The economic forum, jointly staged by the US Agency for International Development (USAID) and the Renaissance Institute in Burma’s commercial capital on Thursday, drew several hundred Burmese and foreign economists and businessmen interested in Burma’s ongoing economic transformation from a state of isolation and impoverishment.
Discussions ranged largely between the agricultural, financial, trade and investment sectors.
David Roland-Holst, adjunct professor of agriculture and resource economics at the University of California, Berkeley, spoke of the “seemingly unlimited possibilities” for Burma but said “choices will have to be made.”
He stressed the three “most potent catalysts” for inclusive growth in Burma as: greater labor productivity, equitable domestic capital allocation, and infrastructure development.
“Inclusive growth” was described as growth that extended income opportunities to the poor, ethnic and religious minority groups, women and isolated rural populations.

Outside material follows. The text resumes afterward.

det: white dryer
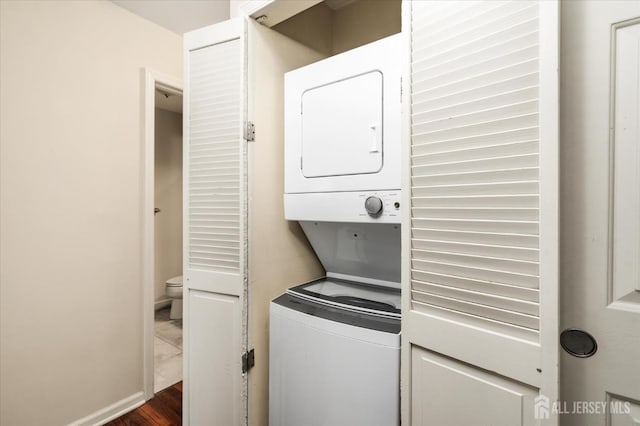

For agricultural development—understood to be a centerpiece of the NLD’s economic vision for Burma, which has yet to be spelled out in any detail—David Roland-Holst emphasized diversification of crops and produce, secure property rights for smallholder farmers, greater market access, and the streamlining of rules and regulations for farmers that are currently difficult for most to interpret.
Steven Radelet, a professor of global human development at Georgetown University and a former USAID chief economist, noted that “almost all” developing countries that have gone on to achieve “sustained and inclusive growth” started with “a strong focus on agriculture.”
A focus on agriculture is particularly pertinent in Burma where the majority of the population still practices farming as their primary livelihood, despite rapid urbanization in recent years and the growth of cities such as Rangoon and Mandalay.
Burmese economist Khin Maung Nyo, who largely concurred with the views of his international peers, said, “I accept that economic reform under the new government has been slow,” because the government has been “focused more on national reconciliation” and other “political” matters, but the government needs to “accelerate economic growth.”
Participants at the forum stressed their eagerness to learn about the government’s economic policies, which remain generally obscured after more than 100 days in office. Industry sources have predicted an unveiling for certain sectors at the end of this month.
Win Aung, chairman of the Union of Myanmar Federation of Chambers and Commerce and Industry, criticized the delay but said he remained “very optimistic.” He also emphasized the need for Burma’s economy to hit the “right track”—one that is “inclusive and sustainable”—above the shorter-term imperative of faster growth.